From vine to wine – Harvest and Crush
|The fruit is finally fully ripe; time for harvest, then sorting and the crush to make wine.
Here we have some grapes- ripe, lovely, concentrated, rich and dark. Great fruit, full of flavor, sugar, acids, color and tannins, the stuff that brings structure and texture and agebility to wine. When we crush these grapes, the juice is pale yet shows a trace of color on the edge, that gives one a sense of how mature this fruit really is. Taste one, feel its texture, its flavor, the hardness of its seeds and the way the skin seems to slip off the flesh of the grape. Like much of the fruit harvested in Napa, these grapes would seem overripe to some growers today and to most growers of an earlier era. Yet there is a lesson here too. Is over ripe fruit a bad thing? NO if you want to produce wines that are darker, sweeter, more alcoholic and more concentrated. YES is you want wines that are lighter, less aggressive, less hot, more vinous and less porty. Wines have to be balanced but there is balance like a nice bowl of chicken soup and then there is balance like a deep, heavy bowl of borscht. What are you looking for these days? What style or type of wine is your type or style?
Heavy or light? White or red? Crisp and refreshing or weighty and powerful?
Each of us are harvested at a different time, each with a unique flavor, texture and character, just like the grapes we see harvested all around us.

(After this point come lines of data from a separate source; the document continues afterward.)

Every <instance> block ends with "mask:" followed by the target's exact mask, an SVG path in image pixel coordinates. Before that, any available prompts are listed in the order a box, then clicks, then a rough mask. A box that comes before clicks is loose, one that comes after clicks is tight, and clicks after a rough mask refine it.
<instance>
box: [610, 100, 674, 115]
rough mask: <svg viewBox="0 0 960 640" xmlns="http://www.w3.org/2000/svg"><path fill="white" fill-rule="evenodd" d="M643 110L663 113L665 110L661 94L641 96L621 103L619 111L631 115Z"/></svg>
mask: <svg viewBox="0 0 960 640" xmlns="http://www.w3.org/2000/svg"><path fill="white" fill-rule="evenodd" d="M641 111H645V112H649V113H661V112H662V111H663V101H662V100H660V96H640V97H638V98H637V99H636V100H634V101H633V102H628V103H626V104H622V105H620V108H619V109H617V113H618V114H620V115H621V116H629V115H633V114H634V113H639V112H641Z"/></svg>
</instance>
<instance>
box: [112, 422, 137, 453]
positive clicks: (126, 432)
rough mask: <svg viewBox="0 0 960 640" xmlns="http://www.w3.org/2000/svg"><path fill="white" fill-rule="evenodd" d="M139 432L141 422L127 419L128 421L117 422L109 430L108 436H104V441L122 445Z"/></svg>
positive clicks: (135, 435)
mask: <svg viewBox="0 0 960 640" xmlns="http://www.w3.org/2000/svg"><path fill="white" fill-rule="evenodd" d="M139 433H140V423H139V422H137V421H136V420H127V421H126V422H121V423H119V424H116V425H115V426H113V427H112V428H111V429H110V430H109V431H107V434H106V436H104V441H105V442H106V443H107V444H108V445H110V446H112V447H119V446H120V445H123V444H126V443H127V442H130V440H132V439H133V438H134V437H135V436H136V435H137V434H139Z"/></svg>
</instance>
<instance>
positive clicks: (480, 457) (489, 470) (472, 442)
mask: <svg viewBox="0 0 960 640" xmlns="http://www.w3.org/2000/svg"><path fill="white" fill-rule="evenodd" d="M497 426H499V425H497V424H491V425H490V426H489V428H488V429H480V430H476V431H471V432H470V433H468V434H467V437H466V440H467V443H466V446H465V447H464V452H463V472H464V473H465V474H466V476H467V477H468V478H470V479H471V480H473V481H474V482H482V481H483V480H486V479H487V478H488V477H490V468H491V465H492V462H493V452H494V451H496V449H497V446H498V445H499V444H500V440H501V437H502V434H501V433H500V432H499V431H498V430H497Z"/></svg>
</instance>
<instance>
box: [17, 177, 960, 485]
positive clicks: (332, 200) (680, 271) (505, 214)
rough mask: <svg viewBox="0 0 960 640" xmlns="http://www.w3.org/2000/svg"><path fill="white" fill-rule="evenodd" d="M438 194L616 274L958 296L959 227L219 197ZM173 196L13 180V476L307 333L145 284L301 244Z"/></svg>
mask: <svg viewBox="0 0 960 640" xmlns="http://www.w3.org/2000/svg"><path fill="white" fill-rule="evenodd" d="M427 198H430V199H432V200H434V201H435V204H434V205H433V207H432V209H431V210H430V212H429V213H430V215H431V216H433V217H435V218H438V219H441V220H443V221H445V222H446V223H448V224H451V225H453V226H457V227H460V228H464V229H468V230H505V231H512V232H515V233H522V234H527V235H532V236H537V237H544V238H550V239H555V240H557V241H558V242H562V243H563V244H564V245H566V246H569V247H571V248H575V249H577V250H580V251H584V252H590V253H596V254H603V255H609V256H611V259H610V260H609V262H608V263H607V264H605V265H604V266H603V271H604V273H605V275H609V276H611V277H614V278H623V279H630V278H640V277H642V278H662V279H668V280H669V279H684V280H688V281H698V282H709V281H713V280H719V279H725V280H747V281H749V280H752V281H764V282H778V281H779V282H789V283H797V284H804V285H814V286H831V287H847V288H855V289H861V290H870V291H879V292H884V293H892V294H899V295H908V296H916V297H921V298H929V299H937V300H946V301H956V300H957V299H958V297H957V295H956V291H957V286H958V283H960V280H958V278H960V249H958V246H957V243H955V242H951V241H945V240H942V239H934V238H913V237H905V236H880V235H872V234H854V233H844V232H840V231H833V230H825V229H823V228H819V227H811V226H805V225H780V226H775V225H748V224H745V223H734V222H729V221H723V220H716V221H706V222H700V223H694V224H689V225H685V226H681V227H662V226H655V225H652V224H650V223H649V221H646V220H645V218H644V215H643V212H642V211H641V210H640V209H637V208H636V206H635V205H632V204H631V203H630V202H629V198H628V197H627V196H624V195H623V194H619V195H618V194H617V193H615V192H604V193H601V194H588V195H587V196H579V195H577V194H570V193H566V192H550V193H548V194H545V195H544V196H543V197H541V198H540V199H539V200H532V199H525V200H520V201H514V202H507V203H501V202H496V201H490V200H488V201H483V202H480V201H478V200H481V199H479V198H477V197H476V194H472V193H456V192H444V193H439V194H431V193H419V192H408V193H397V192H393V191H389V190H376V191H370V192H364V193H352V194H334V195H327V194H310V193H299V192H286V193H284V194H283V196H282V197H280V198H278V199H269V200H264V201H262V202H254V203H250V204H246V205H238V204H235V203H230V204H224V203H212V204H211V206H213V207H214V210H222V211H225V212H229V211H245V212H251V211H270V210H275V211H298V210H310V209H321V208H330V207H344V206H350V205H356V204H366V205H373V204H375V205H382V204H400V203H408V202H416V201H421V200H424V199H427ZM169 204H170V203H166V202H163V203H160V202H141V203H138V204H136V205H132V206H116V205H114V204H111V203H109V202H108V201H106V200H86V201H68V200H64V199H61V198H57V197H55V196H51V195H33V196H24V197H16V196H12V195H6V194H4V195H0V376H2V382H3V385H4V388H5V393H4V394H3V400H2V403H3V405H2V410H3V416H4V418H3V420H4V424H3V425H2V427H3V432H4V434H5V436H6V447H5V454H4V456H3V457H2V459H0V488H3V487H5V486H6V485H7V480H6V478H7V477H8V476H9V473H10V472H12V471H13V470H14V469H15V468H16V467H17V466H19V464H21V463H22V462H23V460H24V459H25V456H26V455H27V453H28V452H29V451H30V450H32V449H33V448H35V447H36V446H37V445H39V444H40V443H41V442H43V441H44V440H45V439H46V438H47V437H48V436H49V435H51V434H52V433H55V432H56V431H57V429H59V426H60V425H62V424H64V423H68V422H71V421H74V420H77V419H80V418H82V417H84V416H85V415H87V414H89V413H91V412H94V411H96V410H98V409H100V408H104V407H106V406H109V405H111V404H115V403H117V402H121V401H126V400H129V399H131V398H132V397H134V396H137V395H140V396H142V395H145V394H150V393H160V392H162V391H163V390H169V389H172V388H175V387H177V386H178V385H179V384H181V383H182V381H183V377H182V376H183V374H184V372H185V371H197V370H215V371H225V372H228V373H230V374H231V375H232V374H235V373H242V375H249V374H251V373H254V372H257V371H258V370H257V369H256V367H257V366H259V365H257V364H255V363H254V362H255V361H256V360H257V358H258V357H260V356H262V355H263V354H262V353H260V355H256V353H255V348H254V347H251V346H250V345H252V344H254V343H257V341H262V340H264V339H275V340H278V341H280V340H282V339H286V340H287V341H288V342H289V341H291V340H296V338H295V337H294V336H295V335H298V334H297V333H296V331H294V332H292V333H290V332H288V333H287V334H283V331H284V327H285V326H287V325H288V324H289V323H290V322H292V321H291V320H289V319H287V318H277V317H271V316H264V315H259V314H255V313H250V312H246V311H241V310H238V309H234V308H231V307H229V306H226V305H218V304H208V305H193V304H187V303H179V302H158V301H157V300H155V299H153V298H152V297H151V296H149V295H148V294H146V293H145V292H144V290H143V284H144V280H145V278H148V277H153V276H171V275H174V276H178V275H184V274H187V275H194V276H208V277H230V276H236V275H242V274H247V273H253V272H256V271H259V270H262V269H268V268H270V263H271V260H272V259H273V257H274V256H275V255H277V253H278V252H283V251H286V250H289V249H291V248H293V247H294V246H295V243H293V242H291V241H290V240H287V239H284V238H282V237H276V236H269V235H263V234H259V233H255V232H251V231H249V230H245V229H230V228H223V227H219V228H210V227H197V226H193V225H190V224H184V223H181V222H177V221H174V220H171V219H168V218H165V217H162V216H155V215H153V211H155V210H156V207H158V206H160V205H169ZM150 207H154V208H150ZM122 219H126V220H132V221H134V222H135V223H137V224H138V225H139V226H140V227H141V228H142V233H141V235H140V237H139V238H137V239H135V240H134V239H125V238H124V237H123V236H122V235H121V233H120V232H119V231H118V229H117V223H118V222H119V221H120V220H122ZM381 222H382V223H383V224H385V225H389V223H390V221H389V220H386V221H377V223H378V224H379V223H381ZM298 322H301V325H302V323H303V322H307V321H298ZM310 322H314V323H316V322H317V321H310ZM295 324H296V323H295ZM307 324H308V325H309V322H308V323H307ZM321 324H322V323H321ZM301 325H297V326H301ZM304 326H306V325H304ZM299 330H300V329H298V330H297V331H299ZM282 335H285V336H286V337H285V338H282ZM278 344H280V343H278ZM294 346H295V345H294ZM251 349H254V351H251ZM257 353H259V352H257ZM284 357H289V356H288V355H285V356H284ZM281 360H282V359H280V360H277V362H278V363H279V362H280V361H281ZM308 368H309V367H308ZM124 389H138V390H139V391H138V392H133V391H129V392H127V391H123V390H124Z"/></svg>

But all are carefully picked and sorted all are treated as very special guests, who only come by once a year, whose gifts and talents are deeply appreciated, as the raw ingredients from the vineyard are carefully brought to the winery for crush. Crush is when, after sorting, after making sure that only the best fruit, ripe and clean and whole, are then carried into the crusher/ de-stemmer, where the grapes are broken, and the stems removed before all is placed in tank- berries, seeds, skins and all, to wait and steep before fermentation starts.
Not dissimilar to when Jesus was flogged, then stripped, then nailed to the cross. Or when Osiris was killed by his brother Set, torn into 14-36 parts and thrown into the Nile, only to be resurrected by the other gods, as a symbol of regeneration and renewal. Osiris is seen as the god of the underworld, of the Nile and of wine and beer too. For crush is the time when the grapes are sacrificed for the creation of wine, as the barley is sacrificed for the creation of the beer, as the Nile floods, bringing destruction to those who live on or near its banks, yet the life-giving nutrients are then dispatched and spread more widely as a result of the flood. As the hymnal says, spirit of the living god, fall afresh on me, break me, mold me, fill me, use me….it is how creation works, each of us must be crushed before we can be made whole as a new being.
It is a messy business, life and death and everything in between. But this is why we were brought here, called here, given this opportunity. To be fully and unapologetically alive. Here and now!
John 15 The Message (MSG)
The Vine and the Branches
15 1-3 “I am the Real Vine and my father is the Farmer. He cuts off every branch of me that doesn’t bear grapes. And every branch that is grape bearing he prunes back so it will bear even more. You are already pruned back by the message I have spoken.
4 “Live in me. Make your home in me just as I do in you. In the same way that a branch can’t bear grapes by itself but only by being joined to the vine, you can’t bear fruit unless you are joined with me.
5-8 “I am the Vine; you are the branches. When you’re joined with me and I with you, the relation intimate and organic, the harvest is sure to be abundant. Separated, you can’t produce a thing. Anyone who separates from me is deadwood, gathered up and thrown on the bonfire. But if you make yourselves at home with me and my words are at home in you, you can be sure that whatever you ask will be listened to and acted upon. This is how my Father shows who he is—when you produce grapes, when you mature as my disciples.
Ripe fruit, harvested, brought to the cellar, where it is sorted, de-stemmed, then crushed, before going to tank to sit and steep in its own juices. This process is painful for the grapes but necessary for the wine. Our lives transform us, often against our will, in ways we cannot predict or protect ourselves from. This is the action of God the winemaker, perfecting us, making us more whole by casting off the unnecessary bits, the stems, the MOG, the mildew and rot and mold and leaves that get in the way, then crushing us so that our lives break and become transparent, renewed and reborn in our own suffering and wonder. Step by step the divine transforms us into a something new and eternal, a soul, fully, deeply and eternally one with God.